Tom J Bechman 1, Editor, Indiana Prairie Farmer

June 30, 2021

3 Min Read
Bruce Kettler and Darla Dewig stand next to Munsee Meats' Automated Farmers Market site in Muncie, Ind.
MOBILE MEATS: Darla Dewig, executive director of the Indiana Meat Packers and Processors Association, and Ag Director Bruce Kettler stand by a unit that allows customers to pick up frozen meats ordered online. Installed by Munsee Meats, Muncie, it’s a new venture in Indiana. Tom J. Bechman

In June 2020, Bruce Kettler, director of the Indiana State Department of Agriculture, saw a good challenge coming. He anticipated receiving roughly $4 million from the federal CARES Act passed to aid in COVID-19 relief.

“We considered ideas, and assisting meat processors in the state soon came to the top of the list of things we should do,” Kettler says. “Many smaller meat-processing operations in Indiana were adversely affected by the COVID-19 shutdown.
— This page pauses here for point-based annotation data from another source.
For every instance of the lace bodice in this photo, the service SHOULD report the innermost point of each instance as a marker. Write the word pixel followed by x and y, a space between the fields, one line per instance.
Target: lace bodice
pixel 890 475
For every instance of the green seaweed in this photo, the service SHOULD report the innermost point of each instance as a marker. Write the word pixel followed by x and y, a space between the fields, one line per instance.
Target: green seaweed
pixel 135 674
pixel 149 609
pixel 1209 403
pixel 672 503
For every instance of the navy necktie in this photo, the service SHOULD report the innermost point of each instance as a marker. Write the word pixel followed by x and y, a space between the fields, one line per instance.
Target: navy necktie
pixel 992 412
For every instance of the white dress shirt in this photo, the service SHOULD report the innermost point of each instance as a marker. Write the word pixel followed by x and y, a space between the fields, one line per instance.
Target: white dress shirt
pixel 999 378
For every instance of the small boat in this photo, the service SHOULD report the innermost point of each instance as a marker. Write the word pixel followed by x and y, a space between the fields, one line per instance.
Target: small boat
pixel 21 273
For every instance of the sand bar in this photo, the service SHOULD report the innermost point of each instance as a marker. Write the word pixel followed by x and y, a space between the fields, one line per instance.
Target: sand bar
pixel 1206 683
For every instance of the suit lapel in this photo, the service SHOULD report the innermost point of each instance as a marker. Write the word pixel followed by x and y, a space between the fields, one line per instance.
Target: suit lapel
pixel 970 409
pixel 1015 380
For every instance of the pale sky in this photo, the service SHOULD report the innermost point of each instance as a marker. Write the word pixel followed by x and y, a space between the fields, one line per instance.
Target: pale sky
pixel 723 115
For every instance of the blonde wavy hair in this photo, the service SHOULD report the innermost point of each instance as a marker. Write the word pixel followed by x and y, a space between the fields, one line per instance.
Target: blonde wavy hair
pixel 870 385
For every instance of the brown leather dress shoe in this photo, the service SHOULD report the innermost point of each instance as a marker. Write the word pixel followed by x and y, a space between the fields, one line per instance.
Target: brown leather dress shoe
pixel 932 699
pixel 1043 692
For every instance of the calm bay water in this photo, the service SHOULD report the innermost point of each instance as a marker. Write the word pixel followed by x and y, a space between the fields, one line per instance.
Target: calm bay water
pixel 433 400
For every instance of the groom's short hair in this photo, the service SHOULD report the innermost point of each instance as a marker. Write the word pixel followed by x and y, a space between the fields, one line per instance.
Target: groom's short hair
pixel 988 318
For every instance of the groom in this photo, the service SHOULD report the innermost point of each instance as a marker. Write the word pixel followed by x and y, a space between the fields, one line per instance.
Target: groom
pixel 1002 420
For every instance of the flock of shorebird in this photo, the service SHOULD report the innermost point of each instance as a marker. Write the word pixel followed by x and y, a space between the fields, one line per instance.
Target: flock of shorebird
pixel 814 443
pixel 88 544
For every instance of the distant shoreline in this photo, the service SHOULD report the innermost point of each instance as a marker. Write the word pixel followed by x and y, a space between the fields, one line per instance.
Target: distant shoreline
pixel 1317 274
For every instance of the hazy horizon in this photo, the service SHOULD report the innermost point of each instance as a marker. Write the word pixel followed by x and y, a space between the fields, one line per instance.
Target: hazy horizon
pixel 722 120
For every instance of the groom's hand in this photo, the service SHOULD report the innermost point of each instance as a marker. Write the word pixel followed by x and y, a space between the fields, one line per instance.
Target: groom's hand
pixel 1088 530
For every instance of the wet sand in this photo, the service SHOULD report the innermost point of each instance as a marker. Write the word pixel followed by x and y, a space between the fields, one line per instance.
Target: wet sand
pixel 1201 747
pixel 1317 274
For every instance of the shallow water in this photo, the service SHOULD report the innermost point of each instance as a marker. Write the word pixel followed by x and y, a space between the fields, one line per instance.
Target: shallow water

This looked like an opportunity to help them recover, upgrade equipment, perhaps expand and, at the same time, improve conditions for worker safety.”

The money came from the Coronavirus Aid, Relief and Economic Security Act, and in a few short months, the Indiana Meat Processing Expansion and Development Program through ISDA became reality. But it wasn’t an easy process.

“We had to put together a program, promote it and get the money actually spent by Dec. 30, 2020,” Kettler says. “That’s a large undertaking when you are talking about a grant program.”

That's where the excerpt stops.